Transcript of 6th Session between Charles Balis, M.D. and Ms. Christina Herald, Thursday, April 17, 1997 at 12 pm.

Ms. Herald: Lie down on the couch and tell me about your mother. How are you today, Herr Doctor?
Dr. Balis: I'm all right. But your Viennese accent needs some work. Where did you find that contraption?
Ms. Herald: Isn't it cute? It's a bubble pipe. The silliest thing about it is that it seems to occasionally try to force feed me bubble soap. Bleech, the stuff tastes nasty. I apologize if I've gotten bubbles all over your desk, Doctor.
Dr. Balis: I'm sure it will survive. How have you been, Chris?
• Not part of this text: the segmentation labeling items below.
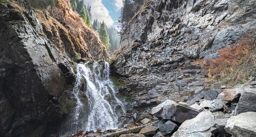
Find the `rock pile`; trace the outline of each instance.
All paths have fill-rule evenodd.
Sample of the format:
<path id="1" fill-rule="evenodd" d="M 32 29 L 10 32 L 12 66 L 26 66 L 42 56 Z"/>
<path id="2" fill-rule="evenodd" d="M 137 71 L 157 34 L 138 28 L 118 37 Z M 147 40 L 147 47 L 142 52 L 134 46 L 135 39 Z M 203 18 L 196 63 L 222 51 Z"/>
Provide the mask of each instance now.
<path id="1" fill-rule="evenodd" d="M 151 109 L 158 120 L 136 135 L 256 136 L 255 81 L 218 94 L 214 90 L 198 93 L 187 101 L 194 102 L 190 106 L 167 99 Z"/>

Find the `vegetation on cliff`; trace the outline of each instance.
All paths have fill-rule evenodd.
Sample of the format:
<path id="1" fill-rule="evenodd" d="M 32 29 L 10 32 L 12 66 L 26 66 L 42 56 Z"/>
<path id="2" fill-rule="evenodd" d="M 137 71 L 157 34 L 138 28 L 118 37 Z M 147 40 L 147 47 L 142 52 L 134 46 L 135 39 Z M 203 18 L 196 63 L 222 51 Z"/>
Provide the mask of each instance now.
<path id="1" fill-rule="evenodd" d="M 237 43 L 220 49 L 219 57 L 195 61 L 206 70 L 208 80 L 221 81 L 232 87 L 244 84 L 256 76 L 255 39 L 249 34 Z"/>

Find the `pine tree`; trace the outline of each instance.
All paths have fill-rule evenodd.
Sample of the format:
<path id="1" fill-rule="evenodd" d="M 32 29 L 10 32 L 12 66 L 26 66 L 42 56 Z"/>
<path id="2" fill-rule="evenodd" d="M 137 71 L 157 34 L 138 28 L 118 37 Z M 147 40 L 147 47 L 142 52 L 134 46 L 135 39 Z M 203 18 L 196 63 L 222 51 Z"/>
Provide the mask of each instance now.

Ms. Herald: Oh, okay. Went to lunch with Dad today, which was, as always, a thrill and a half. He takes me out to lunch about once a month, to ask me how school's going and if I need any money and why the hell I felt the need to move out anyway when it was perfectly feasible for me to live at home while attending Berkeley. I told him that school was great, I didn't need any money, and that unless he wanted me to eventually poison his wife's peas he'd better be glad I moved out. He just gave me that fatherly chuckle that annoys the shit out of me and waves the waiter over for the check. Huh. I almost thought for a moment that he wouldn't be too disappointed if I did poison Joanne's peas.
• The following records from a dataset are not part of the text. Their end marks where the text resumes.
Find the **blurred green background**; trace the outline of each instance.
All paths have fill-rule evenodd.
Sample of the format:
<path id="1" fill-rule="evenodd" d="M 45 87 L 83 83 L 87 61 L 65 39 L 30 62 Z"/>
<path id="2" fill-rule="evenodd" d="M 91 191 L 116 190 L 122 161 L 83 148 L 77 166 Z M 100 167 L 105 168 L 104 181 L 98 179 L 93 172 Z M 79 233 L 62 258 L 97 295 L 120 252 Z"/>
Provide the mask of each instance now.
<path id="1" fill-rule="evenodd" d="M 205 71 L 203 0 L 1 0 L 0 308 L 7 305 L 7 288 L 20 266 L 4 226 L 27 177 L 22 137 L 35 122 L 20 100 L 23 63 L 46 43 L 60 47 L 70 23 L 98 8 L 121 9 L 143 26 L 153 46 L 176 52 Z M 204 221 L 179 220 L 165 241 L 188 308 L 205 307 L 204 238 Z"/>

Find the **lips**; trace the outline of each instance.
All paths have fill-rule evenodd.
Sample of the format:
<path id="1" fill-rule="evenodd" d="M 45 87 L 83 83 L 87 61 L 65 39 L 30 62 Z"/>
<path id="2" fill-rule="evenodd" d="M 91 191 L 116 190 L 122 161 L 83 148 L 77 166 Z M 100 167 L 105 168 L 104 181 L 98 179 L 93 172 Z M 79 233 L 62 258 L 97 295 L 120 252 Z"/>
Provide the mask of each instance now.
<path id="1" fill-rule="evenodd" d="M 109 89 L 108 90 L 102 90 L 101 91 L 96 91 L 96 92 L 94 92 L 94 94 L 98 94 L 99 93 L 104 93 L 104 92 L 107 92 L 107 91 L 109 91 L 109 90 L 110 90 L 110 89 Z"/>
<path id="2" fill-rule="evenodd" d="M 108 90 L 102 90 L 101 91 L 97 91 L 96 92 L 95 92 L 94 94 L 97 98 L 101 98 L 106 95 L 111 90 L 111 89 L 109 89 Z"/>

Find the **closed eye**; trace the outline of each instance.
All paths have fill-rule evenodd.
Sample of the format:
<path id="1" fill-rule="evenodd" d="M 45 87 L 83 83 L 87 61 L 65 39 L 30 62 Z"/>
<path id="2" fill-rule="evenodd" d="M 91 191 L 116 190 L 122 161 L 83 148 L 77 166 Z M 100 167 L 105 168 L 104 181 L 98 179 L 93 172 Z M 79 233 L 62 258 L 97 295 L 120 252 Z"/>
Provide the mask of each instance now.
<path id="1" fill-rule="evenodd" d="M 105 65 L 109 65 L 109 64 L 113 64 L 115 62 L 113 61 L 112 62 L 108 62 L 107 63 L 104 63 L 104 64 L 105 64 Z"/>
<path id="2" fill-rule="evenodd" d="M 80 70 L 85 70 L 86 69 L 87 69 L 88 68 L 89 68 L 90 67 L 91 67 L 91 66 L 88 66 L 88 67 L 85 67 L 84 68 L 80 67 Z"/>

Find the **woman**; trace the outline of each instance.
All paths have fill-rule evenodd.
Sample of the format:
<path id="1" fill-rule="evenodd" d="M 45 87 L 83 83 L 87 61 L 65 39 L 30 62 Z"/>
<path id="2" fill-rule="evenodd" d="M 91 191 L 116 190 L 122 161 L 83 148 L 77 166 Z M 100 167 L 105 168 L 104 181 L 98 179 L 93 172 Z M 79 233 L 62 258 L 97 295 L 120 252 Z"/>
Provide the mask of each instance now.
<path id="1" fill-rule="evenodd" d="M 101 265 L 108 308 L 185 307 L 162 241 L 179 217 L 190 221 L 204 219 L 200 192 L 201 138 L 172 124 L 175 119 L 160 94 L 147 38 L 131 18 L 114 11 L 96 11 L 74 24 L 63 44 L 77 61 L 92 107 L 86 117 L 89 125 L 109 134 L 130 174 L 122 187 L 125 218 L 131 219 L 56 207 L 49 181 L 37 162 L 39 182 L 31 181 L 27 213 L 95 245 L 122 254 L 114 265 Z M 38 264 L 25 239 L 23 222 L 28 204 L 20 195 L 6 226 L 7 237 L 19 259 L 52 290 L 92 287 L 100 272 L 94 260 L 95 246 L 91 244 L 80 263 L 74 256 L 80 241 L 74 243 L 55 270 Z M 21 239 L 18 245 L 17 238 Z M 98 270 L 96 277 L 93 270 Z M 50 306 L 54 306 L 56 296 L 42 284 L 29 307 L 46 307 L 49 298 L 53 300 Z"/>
Dr. Balis: I take it that you and your stepmother don't get along.
Ms. Herald: We have a personality conflict. I have a personality, she has a conflict.
Dr. Balis: Ah, I see.
Ms. Herald: Anyway, I went and visited Aunt Sarah this past weekend.
Dr. Balis: How did that go?
Ms. Herald: Oh, great. Aunt Sarah's absolutely amazing. And my cousin Gavin was home for the weekend too, so it was just a big party. The three of us have a fantastic time together. You'd hardly believe we were related.
Dr. Balis: Tell me a bit more about your aunt. You seem very close to her.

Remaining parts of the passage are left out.